The AI-Assisted Revolution Hits Full Stride

Posted on March 2, 2020 by Joseph Lamport


The AI-assisted Revolution Hits Full StrideAI really does have the potential to change almost everything we know or think we know about the business of litigation.  That may be the real significance of the latest announcement from Casetext, one of the companies that is at the forefront of transforming the legal market with AI-assisted technology.  This AI-powered revolution may not be televised but it is nonetheless now available on your desktop or even via the screen of your handheld device. 

This week Casetext introduced its newest offering, a product called Compose, which enables its clients to generate the first draft of a legal brief in an almost fully automated fashion.  Powered by a next generation AI search technology, which utilizes state-of-the-art natural language processing, Compose represents a huge step forward in the use of AI-powered technology to tackle a core and, up until now, time consuming part of basic litigation practice.  Following a series of standardized prompts through which the user identifies the applicable jurisdiction and legal issue(s) in dispute, the application marshals the most relevant legal authority, organizes it and presents it in the form of a brief in a matter of minutes – a task that would ordinarily take a junior associate anywhere from 10 to 50 hours or even more to accomplish, depending on the complexity of the issues in dispute.    
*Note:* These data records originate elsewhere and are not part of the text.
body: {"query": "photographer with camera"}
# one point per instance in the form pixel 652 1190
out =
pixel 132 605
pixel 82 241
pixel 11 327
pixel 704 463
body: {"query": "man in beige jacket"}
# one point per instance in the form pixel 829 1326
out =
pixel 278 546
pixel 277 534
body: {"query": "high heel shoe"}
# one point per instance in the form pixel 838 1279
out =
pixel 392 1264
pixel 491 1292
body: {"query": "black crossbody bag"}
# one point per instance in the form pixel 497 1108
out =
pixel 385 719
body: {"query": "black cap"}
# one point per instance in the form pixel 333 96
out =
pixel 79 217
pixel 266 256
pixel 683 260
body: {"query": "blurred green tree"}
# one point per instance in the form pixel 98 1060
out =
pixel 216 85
If nothing else, this announcement is sure to reignite the deep-seated fears in the market about how AI/ML tools are poised to bring about sharp cuts in legal sector employment.  And indeed, once you have a chance to see Compose in action, it becomes quite evident just how fungible machine and semi-skilled human labor are now becoming, with the first draft of a brief something that can be dispatched by algorithm. Litigation associates may not be obsolete quite yet, as the first draft of a brief from Compose still needs embellishment and rhetorical flourishes before your BigLaw partner is going to affix his or her name to it.  But there goes the raison d’etre for countless billable hours.

While this new technology strikes fear into the heart of young associates, it will certainly prove to be a boon to the general counsel’s office.  The brilliance of Castext’s new product is not only in its design and functionality, but also in its positioning, as it is being initially offered to clients either on an all you can eat or a la cart basis.  With a fee of just $1,400 for a single time usage, Compose achieves a trifecta for a new product offering.  Not only does it do the work far faster, but it provides a work product that is equal or better in quality than what human labor alone could achieve, and perhaps most compelling of all, it provides very significant cost reduction.  Comparing Compose’s single use fee to the purely human alternative (with a junior billing around $250 an hour), the ROI speaks for itself.

So the AI-assisted future is here, although it is being rolled out gradually, as Casetext’s CEO Jake Heller had a chance to explain to us last week.  The first iteration of Compose is only capable of composing briefs for federal motion practice, and the algorithms still need to be adapted for state law jurisdictions, one by one, over the coming months and years.  Transformations of this magnitude should not be expected to happen overnight.  But make no mistake about it – slowly rolling or not, the future of AI-assisted litigation is here.   And its immediate impact is going to be felt throughout the legal market, as Compose significantly changes the economics of litigation and provides general counsel with a powerful new lever for cost containment.

But looking beyond the immediate impact, it is also clear that we are only in the early innings of the game of legal market transformation.  With these most recent advances in AI/ML technology, the algorithms are becoming increasingly adept at the sort of issue spotting, conceptualization and structured presentation of information that are the staples legal reasoning.   Machines may not be so good when it comes to truly creative thinking (or so my programmer friends tell me) but they are nonetheless rapidly achieving order of the coif status when it comes to basic case law analysis.  It is reasonable to expect the pace of new product announcements from Casetext and other legal tech companies will quicken in the coming months and years.